Die Gefängnisleitung verzichtete aber darauf, ihn in einen besonders gesicherten Haftraum zu verlegen. Ein weiterer Fehler, denn ein solcher Raum hätte die Suizidmöglichkeiten gegen Null verringert. Insgesamt sei die Unterbringung des Gefangenen ein "Spagat" gewesen zwischen dem Schutz der anderen vor ihm und dem Schutz seiner selbst, räumte Lucas ein.
Die Leipziger JVA mit angeschlossenem Haftkrankenhaus ist die zweitgrößte Anstalt in Sachsen. Zehn Hektar groß ist die Anlage am südlichen Rand der Stadt, mit 400 Haftplätzen ist das Haus mittelgroß im Bundesvergleich. Hier sitzen mehrheitlich Männer ein, die sich in Untersuchungshaft befinden. Die meisten von ihnen sind jung, ein Drittel davon sind Ausländer.
Mitte August besuchte Ministerpräsident Stanislaw Tillich (CDU) das Gefängnis, lobte die Arbeit der Beamten und versprach mehr Personal. 50 zusätzliche Justizvollzugsbeamte für Sachsens Gefängnisse sind Teil eines Sicherheitspakets, das die CDU-SPD-Regierung beschlossen hat.

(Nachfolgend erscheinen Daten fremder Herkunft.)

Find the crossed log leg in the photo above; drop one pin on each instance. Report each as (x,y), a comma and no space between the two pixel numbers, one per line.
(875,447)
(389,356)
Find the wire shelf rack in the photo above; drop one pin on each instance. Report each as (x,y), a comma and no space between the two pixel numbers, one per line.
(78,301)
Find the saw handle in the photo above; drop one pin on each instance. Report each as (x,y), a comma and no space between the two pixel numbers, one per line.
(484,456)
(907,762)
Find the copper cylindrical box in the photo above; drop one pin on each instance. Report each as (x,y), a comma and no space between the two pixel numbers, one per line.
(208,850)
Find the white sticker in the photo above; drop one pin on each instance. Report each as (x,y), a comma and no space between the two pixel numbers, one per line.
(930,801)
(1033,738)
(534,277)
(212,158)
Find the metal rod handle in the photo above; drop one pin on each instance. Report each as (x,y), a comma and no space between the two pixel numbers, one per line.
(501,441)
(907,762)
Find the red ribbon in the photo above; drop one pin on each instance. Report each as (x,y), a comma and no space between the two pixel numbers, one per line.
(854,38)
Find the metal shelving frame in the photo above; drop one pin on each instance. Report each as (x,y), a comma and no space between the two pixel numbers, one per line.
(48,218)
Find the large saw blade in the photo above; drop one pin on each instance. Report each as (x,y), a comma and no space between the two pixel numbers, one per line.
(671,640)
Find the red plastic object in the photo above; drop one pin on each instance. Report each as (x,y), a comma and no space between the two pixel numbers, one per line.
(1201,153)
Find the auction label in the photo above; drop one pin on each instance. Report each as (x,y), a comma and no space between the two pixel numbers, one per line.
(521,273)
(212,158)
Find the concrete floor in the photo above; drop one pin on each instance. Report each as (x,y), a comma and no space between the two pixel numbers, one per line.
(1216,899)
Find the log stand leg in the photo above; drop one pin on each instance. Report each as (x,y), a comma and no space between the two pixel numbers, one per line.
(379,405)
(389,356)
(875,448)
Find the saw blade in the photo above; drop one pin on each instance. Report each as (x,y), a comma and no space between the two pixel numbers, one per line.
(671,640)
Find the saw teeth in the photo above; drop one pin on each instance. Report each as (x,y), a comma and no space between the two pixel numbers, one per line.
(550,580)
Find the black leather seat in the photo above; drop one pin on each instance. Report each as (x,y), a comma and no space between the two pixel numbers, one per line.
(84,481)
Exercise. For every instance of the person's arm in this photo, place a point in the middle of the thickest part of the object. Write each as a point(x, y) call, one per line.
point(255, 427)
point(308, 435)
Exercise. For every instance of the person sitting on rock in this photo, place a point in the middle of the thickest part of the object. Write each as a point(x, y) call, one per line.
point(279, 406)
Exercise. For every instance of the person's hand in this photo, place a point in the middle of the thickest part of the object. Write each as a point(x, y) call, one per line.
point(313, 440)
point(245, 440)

Verkürztes Aufnahmegespräch
Dass bei der Einlieferung des Gefangenen kein Dolmetscher anwesend war, sei nicht unüblich gewesen. Die JVA hat keine Übersetzer, denn dafür fehlen Personalstellen und sprachkundige Fachleute. Ein ordentliches Aufnahmegespräch konnte deshalb mit Al-Bakr nicht geführt werden, es musste kurz ausfallen. Den Anstaltsleiter bekam Al-Bakr nicht zu Gesicht. Rolf Jacob war bis Mittwochabend in Urlaub.
Gestern teilte Tillich nur knapp mit, dass er die "pauschale Kritik an der sächsischen Justiz, ohne die Vorgänge genau zu kennen", entschieden zurückweise. Seinem Justizminister sprach der Regierungschef das Vertrauen aus, der Gefängnisleitung nicht.
Chronologie der Tage
- Montag, 15.35 Uhr: Ein Spezialeinsatzkommando der Polizei bringt Al-Bakr in die Justizvollzugsanstalt Leipzig. Al-Bakr verweigert Nahrung. Weil der 22-Jährige als gefährlich gilt und die Ermittlungsrichterin auf die Gefahr der Selbsttötung hinweist, kommt er in eine Einzelzelle und wird alle 15 Minuten kontrolliert.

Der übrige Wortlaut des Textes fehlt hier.